Jonas begins his assessment by working to establish that Marx and Marxism have been “progressivist” from the beginning and like capitalism, thoroughly participate in the ‘cult of technology.’ In fact, according to Jonas, Marx and Marxists see capitalism as the crowning achievement of history to the present day, and conceive of revolution as a breaking of the fetters that hinder the development of forces of production, or technology. The fetters inhibiting the forces of production amount mainly to one fetter: capitalist ownership of means of production, which is the cause of anarchy and fragmentation in overall production and the unequal distribution of social surpluses.

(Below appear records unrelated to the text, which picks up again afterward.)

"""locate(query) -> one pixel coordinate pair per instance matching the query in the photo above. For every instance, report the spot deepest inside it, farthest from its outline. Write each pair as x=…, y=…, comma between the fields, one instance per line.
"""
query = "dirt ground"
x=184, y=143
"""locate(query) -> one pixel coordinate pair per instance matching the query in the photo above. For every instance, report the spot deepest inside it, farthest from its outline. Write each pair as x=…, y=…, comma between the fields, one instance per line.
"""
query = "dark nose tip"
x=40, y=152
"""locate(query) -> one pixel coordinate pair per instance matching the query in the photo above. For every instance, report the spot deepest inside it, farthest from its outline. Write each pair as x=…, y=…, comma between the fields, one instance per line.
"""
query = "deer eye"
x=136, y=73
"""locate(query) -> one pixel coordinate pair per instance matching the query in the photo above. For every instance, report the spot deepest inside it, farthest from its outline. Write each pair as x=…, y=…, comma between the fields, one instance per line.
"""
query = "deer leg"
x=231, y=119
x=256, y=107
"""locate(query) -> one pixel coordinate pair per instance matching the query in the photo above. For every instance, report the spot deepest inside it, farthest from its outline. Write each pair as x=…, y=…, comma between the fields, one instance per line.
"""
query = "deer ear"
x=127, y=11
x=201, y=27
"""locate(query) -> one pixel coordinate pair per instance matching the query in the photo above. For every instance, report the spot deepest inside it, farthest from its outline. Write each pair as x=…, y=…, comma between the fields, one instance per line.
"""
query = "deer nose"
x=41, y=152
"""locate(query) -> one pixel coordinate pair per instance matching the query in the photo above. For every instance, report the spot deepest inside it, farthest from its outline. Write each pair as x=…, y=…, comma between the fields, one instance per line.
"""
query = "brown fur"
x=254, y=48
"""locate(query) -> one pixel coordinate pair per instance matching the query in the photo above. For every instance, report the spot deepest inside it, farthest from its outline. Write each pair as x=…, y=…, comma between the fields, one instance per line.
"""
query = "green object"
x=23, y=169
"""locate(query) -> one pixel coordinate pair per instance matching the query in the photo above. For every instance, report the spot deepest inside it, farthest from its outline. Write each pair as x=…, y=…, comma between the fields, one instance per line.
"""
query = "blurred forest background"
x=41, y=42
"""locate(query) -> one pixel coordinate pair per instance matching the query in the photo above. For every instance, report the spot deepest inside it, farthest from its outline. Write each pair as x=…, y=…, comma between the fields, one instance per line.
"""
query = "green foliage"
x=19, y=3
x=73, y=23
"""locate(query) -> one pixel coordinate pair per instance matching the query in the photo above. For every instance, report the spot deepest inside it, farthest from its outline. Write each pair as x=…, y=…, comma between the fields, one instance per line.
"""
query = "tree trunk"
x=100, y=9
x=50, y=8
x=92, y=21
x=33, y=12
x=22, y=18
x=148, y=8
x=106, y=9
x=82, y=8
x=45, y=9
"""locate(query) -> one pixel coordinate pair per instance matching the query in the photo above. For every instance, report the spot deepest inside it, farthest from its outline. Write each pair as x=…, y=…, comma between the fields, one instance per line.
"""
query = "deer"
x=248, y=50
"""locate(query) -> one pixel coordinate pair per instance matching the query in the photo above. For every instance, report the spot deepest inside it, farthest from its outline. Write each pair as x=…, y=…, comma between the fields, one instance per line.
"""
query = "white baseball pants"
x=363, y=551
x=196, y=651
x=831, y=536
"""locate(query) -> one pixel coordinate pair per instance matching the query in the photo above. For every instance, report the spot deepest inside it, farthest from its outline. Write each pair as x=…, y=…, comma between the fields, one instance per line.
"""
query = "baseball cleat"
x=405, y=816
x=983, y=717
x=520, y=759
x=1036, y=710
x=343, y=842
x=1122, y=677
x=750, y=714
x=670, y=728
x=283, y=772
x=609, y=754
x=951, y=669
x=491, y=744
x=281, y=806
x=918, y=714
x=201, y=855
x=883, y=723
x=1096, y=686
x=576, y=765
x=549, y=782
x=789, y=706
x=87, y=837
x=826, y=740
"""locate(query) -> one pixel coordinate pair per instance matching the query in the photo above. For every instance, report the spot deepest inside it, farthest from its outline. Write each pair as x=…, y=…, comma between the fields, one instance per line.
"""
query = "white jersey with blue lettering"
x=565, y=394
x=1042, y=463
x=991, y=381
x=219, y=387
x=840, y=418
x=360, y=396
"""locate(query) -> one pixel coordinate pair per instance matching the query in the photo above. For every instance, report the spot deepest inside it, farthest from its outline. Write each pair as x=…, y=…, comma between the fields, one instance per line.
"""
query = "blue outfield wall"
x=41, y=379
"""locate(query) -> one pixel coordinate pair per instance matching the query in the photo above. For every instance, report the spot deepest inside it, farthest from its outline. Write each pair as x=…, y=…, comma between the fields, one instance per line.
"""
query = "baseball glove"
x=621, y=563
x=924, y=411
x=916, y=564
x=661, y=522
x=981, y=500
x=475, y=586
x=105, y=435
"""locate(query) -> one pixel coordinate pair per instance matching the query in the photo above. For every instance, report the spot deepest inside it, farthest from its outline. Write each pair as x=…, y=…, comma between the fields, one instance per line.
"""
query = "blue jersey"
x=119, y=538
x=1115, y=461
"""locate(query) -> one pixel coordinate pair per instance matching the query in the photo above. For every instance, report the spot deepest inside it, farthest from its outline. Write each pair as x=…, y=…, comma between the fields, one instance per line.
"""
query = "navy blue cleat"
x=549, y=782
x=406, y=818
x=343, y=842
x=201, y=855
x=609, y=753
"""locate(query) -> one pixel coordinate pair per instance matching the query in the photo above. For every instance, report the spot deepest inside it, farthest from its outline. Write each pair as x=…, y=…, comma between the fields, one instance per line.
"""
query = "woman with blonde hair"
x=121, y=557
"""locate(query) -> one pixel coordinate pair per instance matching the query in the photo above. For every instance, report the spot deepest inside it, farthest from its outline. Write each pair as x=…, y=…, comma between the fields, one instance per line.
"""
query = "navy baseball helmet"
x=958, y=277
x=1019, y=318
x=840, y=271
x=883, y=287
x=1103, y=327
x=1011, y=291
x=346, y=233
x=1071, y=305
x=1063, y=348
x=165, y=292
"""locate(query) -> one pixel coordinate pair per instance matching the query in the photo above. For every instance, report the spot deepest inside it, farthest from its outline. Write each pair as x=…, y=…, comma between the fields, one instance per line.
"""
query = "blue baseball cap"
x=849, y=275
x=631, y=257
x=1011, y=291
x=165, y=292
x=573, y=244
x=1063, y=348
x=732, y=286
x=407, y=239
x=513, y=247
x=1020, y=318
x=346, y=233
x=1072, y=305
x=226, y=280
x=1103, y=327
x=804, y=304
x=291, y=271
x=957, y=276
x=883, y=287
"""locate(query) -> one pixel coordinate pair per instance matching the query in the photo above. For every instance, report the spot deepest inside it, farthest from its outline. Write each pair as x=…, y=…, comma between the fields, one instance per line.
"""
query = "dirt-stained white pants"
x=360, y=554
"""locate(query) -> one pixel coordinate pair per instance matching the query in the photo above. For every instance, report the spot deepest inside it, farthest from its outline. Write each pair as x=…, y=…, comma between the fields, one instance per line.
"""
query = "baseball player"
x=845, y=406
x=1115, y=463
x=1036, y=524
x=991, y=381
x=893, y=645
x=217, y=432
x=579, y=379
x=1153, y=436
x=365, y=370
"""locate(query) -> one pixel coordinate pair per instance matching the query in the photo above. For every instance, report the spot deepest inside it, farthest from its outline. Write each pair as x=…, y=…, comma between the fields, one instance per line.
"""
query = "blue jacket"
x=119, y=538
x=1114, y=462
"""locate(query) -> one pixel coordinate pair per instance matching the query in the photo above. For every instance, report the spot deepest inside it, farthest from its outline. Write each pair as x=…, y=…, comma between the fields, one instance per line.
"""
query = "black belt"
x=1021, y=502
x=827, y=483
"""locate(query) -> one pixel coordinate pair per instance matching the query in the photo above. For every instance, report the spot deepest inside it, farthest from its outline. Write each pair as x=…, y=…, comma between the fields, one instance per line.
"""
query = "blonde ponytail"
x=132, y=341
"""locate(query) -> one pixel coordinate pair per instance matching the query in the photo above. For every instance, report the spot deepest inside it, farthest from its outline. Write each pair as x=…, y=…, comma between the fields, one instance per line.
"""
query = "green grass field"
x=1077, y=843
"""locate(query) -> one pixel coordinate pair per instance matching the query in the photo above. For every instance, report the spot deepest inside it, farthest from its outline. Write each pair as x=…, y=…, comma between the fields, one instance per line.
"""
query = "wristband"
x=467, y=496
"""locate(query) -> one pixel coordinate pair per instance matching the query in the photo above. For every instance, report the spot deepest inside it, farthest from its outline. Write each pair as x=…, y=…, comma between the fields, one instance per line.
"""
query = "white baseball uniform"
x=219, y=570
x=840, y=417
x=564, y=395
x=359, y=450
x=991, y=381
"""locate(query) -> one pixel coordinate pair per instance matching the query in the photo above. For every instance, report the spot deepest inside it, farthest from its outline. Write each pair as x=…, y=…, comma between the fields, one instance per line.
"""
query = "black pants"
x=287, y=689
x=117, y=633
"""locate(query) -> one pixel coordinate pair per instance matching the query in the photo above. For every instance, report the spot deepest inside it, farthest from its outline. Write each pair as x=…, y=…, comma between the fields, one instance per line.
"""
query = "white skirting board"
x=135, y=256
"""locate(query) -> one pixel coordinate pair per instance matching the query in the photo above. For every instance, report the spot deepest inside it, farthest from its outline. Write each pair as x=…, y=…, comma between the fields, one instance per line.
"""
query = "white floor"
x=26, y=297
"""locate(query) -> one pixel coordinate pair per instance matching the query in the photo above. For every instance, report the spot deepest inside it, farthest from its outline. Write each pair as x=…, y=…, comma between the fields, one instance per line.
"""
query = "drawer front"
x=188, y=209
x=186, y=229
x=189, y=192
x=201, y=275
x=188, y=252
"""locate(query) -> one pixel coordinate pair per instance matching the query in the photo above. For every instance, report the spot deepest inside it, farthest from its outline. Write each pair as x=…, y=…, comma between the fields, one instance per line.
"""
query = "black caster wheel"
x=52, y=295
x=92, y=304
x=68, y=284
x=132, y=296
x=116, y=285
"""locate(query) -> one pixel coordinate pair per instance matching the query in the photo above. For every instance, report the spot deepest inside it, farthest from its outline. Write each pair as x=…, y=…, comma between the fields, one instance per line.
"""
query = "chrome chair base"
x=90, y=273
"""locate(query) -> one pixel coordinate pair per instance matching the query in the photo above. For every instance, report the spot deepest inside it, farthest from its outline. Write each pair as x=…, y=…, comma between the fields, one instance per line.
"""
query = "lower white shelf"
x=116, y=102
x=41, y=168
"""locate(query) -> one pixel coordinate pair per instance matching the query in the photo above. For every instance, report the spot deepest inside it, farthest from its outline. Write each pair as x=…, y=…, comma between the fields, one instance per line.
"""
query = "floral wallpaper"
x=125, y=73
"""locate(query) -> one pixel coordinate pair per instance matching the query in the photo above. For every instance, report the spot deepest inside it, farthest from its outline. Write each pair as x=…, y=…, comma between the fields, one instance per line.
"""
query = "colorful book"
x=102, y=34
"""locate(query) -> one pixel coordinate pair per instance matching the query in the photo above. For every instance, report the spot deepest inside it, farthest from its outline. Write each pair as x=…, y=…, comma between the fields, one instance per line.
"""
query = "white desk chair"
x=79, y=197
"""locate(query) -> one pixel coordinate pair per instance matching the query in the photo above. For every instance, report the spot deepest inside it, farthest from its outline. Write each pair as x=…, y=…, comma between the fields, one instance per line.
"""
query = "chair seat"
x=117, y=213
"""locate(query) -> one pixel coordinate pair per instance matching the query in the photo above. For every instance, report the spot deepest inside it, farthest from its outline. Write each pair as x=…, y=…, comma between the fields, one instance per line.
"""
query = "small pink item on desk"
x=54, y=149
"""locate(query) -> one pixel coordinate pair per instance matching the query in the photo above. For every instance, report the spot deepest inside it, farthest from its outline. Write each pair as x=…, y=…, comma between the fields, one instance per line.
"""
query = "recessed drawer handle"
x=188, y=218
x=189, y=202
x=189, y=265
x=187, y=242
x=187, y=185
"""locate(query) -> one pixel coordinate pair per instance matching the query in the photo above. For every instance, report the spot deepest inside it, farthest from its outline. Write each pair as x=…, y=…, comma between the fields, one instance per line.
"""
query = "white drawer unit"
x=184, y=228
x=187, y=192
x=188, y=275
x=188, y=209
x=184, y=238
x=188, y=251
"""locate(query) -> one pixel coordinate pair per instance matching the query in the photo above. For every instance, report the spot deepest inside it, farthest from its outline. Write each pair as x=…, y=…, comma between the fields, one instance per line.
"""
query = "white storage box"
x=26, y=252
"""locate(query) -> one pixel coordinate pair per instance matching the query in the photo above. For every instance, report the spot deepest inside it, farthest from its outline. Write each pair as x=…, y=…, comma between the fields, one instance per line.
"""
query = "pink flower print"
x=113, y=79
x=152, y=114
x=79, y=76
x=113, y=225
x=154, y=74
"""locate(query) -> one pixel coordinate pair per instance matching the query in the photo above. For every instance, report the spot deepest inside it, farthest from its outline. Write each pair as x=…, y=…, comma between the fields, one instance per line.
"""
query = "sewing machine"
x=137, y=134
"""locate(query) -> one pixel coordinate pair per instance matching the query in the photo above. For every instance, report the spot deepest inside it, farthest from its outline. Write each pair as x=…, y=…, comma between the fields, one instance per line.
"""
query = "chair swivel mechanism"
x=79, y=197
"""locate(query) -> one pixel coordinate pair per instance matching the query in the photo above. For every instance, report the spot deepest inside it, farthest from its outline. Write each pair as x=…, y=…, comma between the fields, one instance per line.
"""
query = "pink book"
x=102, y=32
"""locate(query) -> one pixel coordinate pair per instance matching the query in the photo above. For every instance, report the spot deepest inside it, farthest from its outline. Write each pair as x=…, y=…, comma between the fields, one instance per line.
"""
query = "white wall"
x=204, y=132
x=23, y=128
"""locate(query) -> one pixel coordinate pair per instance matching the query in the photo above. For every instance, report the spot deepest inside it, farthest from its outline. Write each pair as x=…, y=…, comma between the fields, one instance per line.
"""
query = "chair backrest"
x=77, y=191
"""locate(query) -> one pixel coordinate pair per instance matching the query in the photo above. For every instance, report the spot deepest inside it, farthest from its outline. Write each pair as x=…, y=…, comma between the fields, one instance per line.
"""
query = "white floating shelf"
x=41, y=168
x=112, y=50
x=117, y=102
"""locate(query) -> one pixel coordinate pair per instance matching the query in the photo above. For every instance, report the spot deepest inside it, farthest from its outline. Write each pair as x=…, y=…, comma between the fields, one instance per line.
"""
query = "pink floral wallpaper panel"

This reading is confirmed mostly by appeals to the experience of 20th century Soviet socialism, which sought to establish a framework for ‘catch-up’ industrialization and produced models of development that largely mimicked capitalism in terms of its productivism. For Jonas, as witnessed in the Soviet Union, the goal of socialism was not only to deliver the fruits of capitalist industrialization (hitherto reserved for a minority in class society), but to be yet more productive than capitalism, by ‘unleashing the productive forces’ (through planning not only at the level of the factory but also the social level). Jonas provides little discussion of the historical circumstances surrounding the Soviet experience, raising it only to argue that a productivist impulse, which has been ruinous for the environment, is built deeply into Marxism.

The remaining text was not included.